Unintentional victim blaming reveals more about society than the speaker
Police Commissioner's comments about domestic violence raise eyebrows and ire Ð but let's not misplace blame
Sometimes, when political officials claim to have simply misspoken, they’re not just covering their tracks, but just telling the truth.
Nonetheless, Police Commissioner Daniel Derenda’s comments about last week’s murder-suicide in Buffalo’s Allentown neighborhood reveal the deeply rooted and problematic nature of societal discourse surrounding domestic violence.
When asked about the events surrounding the crime, in which a man killed his wife and then himself, Derenda referenced the couple’s long history of domestic violence. He explained that the records of domestic violence issues involving the couple existed in both Tennessee and Florida. In fact, Buffalo police responded to a call from the home the previous night – they filed a report and left, because the male suspect was no longer at the residence.
Knowing this – and that there were seven domestic violence homicides in Erie County last year, and 650 throughout New York – it’s completely understandable – and to be honest –fairly expected, that Derenda would be frustrated.
His comments, and the lack of foresight apparent in them, reflect that.
When discussing the crime, and the recent spike in domestic violence in the Allentown area, Derenda stated that, “I can say that you really can't control domestics.
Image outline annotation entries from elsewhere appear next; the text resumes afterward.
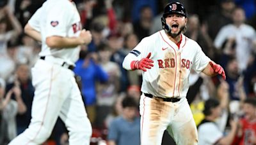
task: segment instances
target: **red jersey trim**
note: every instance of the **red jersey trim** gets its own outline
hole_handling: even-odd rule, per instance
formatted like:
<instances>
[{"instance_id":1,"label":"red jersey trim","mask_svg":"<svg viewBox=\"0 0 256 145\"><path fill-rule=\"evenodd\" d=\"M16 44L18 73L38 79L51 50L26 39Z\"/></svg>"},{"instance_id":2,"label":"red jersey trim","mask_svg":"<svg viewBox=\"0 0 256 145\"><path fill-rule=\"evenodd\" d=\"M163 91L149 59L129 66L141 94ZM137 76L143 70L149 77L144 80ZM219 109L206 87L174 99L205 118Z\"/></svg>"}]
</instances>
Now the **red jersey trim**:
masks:
<instances>
[{"instance_id":1,"label":"red jersey trim","mask_svg":"<svg viewBox=\"0 0 256 145\"><path fill-rule=\"evenodd\" d=\"M173 85L173 95L172 95L172 96L173 97L174 97L174 92L175 92L175 88L176 88L176 86L175 86L175 84L176 84L176 74L177 74L177 54L176 54L176 51L175 51L175 49L174 49L174 48L173 48L172 46L172 45L170 45L164 39L164 37L163 36L163 35L162 35L162 34L161 33L161 31L159 31L159 33L160 33L160 35L161 35L161 36L162 37L162 39L163 39L163 40L165 42L165 43L166 43L170 46L171 46L171 48L174 50L174 52L175 53L175 79L174 79L174 85Z\"/></svg>"},{"instance_id":2,"label":"red jersey trim","mask_svg":"<svg viewBox=\"0 0 256 145\"><path fill-rule=\"evenodd\" d=\"M52 80L52 75L53 75L53 67L52 67L51 70L51 80ZM40 124L40 127L39 128L39 130L37 131L36 134L35 134L35 137L29 140L26 144L28 144L29 142L32 142L33 141L34 141L35 139L35 138L37 137L37 135L39 134L39 132L41 131L42 127L44 125L44 121L45 120L45 115L46 115L46 113L47 112L47 106L48 106L48 104L49 104L49 100L50 100L50 97L51 97L51 88L52 88L52 81L51 81L50 82L50 86L49 86L49 93L48 93L48 96L47 96L47 101L46 102L46 106L45 106L45 110L44 111L44 116L43 116L43 120L42 120L42 122Z\"/></svg>"}]
</instances>

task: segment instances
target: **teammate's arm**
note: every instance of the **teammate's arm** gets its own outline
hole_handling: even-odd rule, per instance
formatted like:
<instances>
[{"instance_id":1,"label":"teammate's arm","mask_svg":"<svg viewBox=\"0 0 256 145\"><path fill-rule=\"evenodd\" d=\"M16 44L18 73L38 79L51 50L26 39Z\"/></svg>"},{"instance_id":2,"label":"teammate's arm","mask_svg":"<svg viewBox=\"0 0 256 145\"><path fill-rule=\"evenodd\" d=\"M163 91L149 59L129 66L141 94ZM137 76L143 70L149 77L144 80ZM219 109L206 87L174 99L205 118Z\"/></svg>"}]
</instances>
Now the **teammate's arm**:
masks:
<instances>
[{"instance_id":1,"label":"teammate's arm","mask_svg":"<svg viewBox=\"0 0 256 145\"><path fill-rule=\"evenodd\" d=\"M70 48L81 45L88 45L92 41L92 34L89 31L83 29L79 37L67 38L51 36L46 38L46 45L53 48Z\"/></svg>"},{"instance_id":2,"label":"teammate's arm","mask_svg":"<svg viewBox=\"0 0 256 145\"><path fill-rule=\"evenodd\" d=\"M143 58L140 60L134 60L127 56L123 62L123 67L127 70L141 69L147 71L147 69L151 69L154 66L154 61L149 59L151 53L149 53L146 58Z\"/></svg>"},{"instance_id":3,"label":"teammate's arm","mask_svg":"<svg viewBox=\"0 0 256 145\"><path fill-rule=\"evenodd\" d=\"M42 42L41 33L34 29L29 24L26 24L24 27L25 33L33 39Z\"/></svg>"},{"instance_id":4,"label":"teammate's arm","mask_svg":"<svg viewBox=\"0 0 256 145\"><path fill-rule=\"evenodd\" d=\"M226 74L225 74L223 68L220 64L217 64L213 61L210 61L202 72L210 76L220 74L224 79L226 79Z\"/></svg>"}]
</instances>

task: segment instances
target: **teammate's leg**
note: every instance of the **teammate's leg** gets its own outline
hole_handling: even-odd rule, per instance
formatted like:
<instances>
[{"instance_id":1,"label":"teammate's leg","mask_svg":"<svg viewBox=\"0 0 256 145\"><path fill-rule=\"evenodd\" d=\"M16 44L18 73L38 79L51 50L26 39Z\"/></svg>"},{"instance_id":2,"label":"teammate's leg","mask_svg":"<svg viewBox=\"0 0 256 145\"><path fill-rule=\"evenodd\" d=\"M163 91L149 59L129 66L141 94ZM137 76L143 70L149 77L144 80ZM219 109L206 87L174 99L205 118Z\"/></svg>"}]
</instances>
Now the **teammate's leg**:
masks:
<instances>
[{"instance_id":1,"label":"teammate's leg","mask_svg":"<svg viewBox=\"0 0 256 145\"><path fill-rule=\"evenodd\" d=\"M91 123L73 75L67 77L70 77L72 88L62 106L60 116L69 131L69 144L89 145L92 132Z\"/></svg>"},{"instance_id":2,"label":"teammate's leg","mask_svg":"<svg viewBox=\"0 0 256 145\"><path fill-rule=\"evenodd\" d=\"M170 113L164 102L141 96L141 144L160 145L163 133L170 122Z\"/></svg>"},{"instance_id":3,"label":"teammate's leg","mask_svg":"<svg viewBox=\"0 0 256 145\"><path fill-rule=\"evenodd\" d=\"M10 144L40 144L51 135L68 90L69 83L60 66L38 60L32 69L35 88L28 128Z\"/></svg>"},{"instance_id":4,"label":"teammate's leg","mask_svg":"<svg viewBox=\"0 0 256 145\"><path fill-rule=\"evenodd\" d=\"M196 127L189 106L186 99L180 102L167 131L177 145L197 144Z\"/></svg>"}]
</instances>

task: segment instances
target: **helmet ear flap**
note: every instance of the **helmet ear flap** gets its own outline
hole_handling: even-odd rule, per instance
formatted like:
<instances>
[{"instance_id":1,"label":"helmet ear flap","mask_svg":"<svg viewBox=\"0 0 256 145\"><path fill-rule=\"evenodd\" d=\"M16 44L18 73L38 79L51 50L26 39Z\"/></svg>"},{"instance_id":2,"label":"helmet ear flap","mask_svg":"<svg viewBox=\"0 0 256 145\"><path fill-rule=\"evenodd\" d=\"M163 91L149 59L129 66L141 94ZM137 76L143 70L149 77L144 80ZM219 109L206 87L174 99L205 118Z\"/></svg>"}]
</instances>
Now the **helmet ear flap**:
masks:
<instances>
[{"instance_id":1,"label":"helmet ear flap","mask_svg":"<svg viewBox=\"0 0 256 145\"><path fill-rule=\"evenodd\" d=\"M169 25L166 24L166 21L165 20L165 18L162 17L161 18L161 20L162 22L162 28L166 32L169 33L171 28Z\"/></svg>"}]
</instances>

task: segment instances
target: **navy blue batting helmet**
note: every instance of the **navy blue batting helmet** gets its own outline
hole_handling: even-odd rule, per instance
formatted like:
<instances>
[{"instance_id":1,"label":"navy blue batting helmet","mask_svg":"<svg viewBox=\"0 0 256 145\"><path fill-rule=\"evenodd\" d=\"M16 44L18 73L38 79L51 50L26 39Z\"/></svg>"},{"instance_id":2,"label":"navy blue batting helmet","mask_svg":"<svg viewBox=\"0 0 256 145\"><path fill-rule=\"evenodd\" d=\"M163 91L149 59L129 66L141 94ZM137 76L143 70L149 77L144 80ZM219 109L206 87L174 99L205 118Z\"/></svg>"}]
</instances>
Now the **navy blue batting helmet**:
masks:
<instances>
[{"instance_id":1,"label":"navy blue batting helmet","mask_svg":"<svg viewBox=\"0 0 256 145\"><path fill-rule=\"evenodd\" d=\"M185 17L186 18L187 17L186 10L182 4L179 2L172 2L168 4L164 8L164 13L163 14L163 17L161 18L163 29L164 29L165 32L168 33L170 32L171 29L166 24L165 18L166 18L169 15L173 13L179 14Z\"/></svg>"},{"instance_id":2,"label":"navy blue batting helmet","mask_svg":"<svg viewBox=\"0 0 256 145\"><path fill-rule=\"evenodd\" d=\"M164 8L163 17L166 18L168 15L173 13L180 14L185 17L187 17L186 10L183 4L179 2L173 2L168 4Z\"/></svg>"}]
</instances>

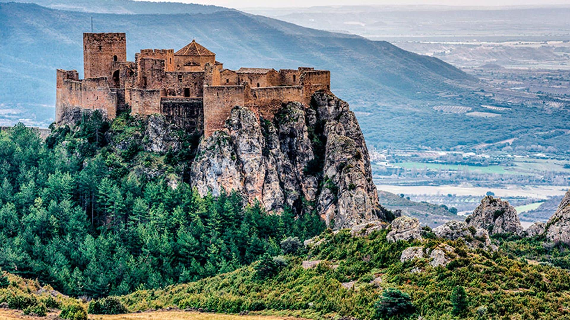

We have a history here. A long history. If she would have left him a while back, maybe we wouldn't be where we are.”
Derenda’s statements reveal his anger at the situation, at the helplessness felt by a leader of a police force rendered useless by the sequence of events leading up to the murder-suicide, a police force struggling to help victims of domestic violence and feeling like they’re not doing enough.
Yes, his comments are problematic. They do place blame on the victim, which is never acceptable. A woman recently murdered by her husband does not deserve to be criticized or implicated. And statements like Derenda’s can exacerbate the suffering of other victims, who may feel as though they’re to blame for their own predicament.
Domestic violence is the fault of those committing the crime.
It’s as simple as that – the guilt of the perpetrators of domestic violence is one of the few aspects of this type of crime that is simple.
What occurred in Allentown last week exemplifies that.
The violence reportedly occurred after the man’s wife told him that she was leaving him and returning to Florida. This woman, it seems, had decided to liberate herself, to move on from what police reports suggest was a long-term, violent relationship.
She was making the right choice – a brave choice that shows strength of character and determination, and her courage got her killed.
Situations like this demonstrate why domestic violence is such a pervasive problem, and why it’s so difficult for victims to escape, despite the many members of society aching to help them do just that.
And yet, with all the awareness and all the resources, with hotlines and underground railroads and police forces at the ready, victims are still dying.
Given the nature of domestic violence – the complexity of romantic and familial relationships, with emotional connection and dependence intertwined with abuse and hardship makes this form of violence more difficult to prevent, and its victims more difficult to rescue than those of other crimes. It’s tragic, it’s frustrating and it’s not getting any better.
Perhaps that is what Derenda was really trying to say.